BLOG POST | 2 Apr 2019
20 years since the Kosovo war
What was – and what remains
It is exactly 20 years since NATO carried out airstrikes in the former Yugoslavia. Whether the war was justified is still contested, 20 years on.
By Hans-Joachim Giessmann
It is exactly 20 years since NATO carried out airstrikes in the former Yugoslavia. With no mandate under international law and in the face of strong opposition from two permanent members of the Security Council, Russia and China, NATO attempted to force an outcome that had not been achieved during the preceding weeks of negotiations: Belgrade’s surrender of military control over Kosovo.
The fact that the campaign was a deliberate breach of international law is no longer seriously disputed. Whether the war was nonetheless justified, is still contested, 20 years on.
It is primarily political and moral arguments that are marshalled to justify the war: The oppression and increasing expulsion of the Kosovo Albanians would not have ended without NATO’s intervention. After the breakdown of negotiations between the Kosovo rebel army and the government of Yugoslavia, abuse and harassment by the Serbian police and armed forces would simply have escalated.
It is claimed that NATO gave Yugoslavia’s leader Slobodan Milošević time to fall into line – time which he chose not to use. Although NATO acted without a Security Council mandate, it did so out of a sense of responsibility and in compliance with principles of international law, mainly to protect the people of Kosovo from further attacks. After all, law should not serve to perpetuate gross injustice, so the argument goes. Moreover, the UN Security Council issued a mandate ex post.

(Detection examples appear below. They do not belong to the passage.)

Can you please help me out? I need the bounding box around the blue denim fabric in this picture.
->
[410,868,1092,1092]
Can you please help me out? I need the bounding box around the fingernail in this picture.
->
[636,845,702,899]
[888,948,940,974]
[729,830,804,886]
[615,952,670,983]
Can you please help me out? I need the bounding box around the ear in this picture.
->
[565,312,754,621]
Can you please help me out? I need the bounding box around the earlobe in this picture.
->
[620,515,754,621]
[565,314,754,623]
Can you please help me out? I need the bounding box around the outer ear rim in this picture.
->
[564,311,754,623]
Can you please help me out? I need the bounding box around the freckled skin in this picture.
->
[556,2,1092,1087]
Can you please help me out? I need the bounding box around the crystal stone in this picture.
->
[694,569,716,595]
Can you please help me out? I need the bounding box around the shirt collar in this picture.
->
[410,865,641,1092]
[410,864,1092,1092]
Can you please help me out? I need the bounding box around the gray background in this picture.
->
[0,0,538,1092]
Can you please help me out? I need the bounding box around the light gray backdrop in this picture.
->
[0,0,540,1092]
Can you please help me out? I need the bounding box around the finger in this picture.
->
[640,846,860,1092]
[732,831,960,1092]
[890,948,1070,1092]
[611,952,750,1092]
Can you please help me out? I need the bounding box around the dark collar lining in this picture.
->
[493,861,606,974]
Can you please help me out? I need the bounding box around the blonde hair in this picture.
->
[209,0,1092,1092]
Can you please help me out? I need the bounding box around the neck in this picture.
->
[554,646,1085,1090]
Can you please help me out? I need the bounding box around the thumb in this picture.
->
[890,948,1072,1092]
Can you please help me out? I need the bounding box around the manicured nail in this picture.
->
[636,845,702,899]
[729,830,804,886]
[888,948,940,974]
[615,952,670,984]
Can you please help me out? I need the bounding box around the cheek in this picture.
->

Criticism of the NATO campaign mainly focuses on the precedent set under international law, but political and moral arguments are invoked as well. Wars of aggression are prohibited under international law. It is true that the two exceptions to the prohibition of the use of force did not apply here: this was not self-defence under Article 51 of the UN Charter, nor had the Security Council mandated measures under Articles 39-42 that would have justified the use of force against a sovereign member of the United Nations.
The fact that the campaign was a deliberate breach of international law is no longer seriously disputed. Whether the war was nonetheless justified, is still contested, 20 years on.
Politically, it is argued that there was no reason to launch the strikes as early as on 24 March 1999, except for the fact that NATO’s credibility was at stake. It had previously announced air strikes in September 1998 if the negotiations failed – even though the talks had not yet commenced at the time. Under these circumstances, so the argument goes, the Kosovar rebels had no better option than to deliberately allow the talks to fail, in effect co-opting the NATO air force into acting on their behalf.
Morally speaking, there was already criticism during the bombing campaign itself that it violated the principle of proportionality since it not only blocked the Serbian army’s access to Kosovo but also damaged civilian infrastructure, including bridges, power stations and industrial plants.
So much for the two sides’ arguments.
Two decades on, what lessons should be learned? There are many, but I will mention just three of them here:
Firstly, NATO’s intervention enabled the Kosovars to achieve self-determination and ended their oppression. However, the peace is fragile at best, and 20 years on, permanent deployment of peacekeeping troops seems unavoidable.
Secondly, it demonstrated that gross violations of minority and human rights are no longer protected by state sovereignty. The subsequent development of the responsibility to protect (R2P) principle was facilitated in part by the Kosovo war. However, this breach of international law also became a reference case for those who believe in the use of armed force, even without a mandate under international law, as a means of asserting their interests, whatever these may be. Not least, Moscow supported the armed secession of Crimea with reference to the self-determination achieved by Kosovo.
And thirdly, the international community now faces the inevitable question of whether it wishes to maintain the prohibition of the use of force as a universal principle applicable to the powerful and the weak alike, and is capable of providing effective UN-based mechanisms against breaches of the law. Or does it prefer to rely on powerful countries to resolve matters through their own coalitions, if necessary at the expense of existing commitments under international law.
But perhaps this question is anyway moot by now. The US, Russia, China and other powers along with them have long relied on their own military strength to assert their interests, in some cases by agreement among themselves. Were this to continue, it would be the most ominous lesson to be learned for the collective world order since the Kosovo war 20 years ago.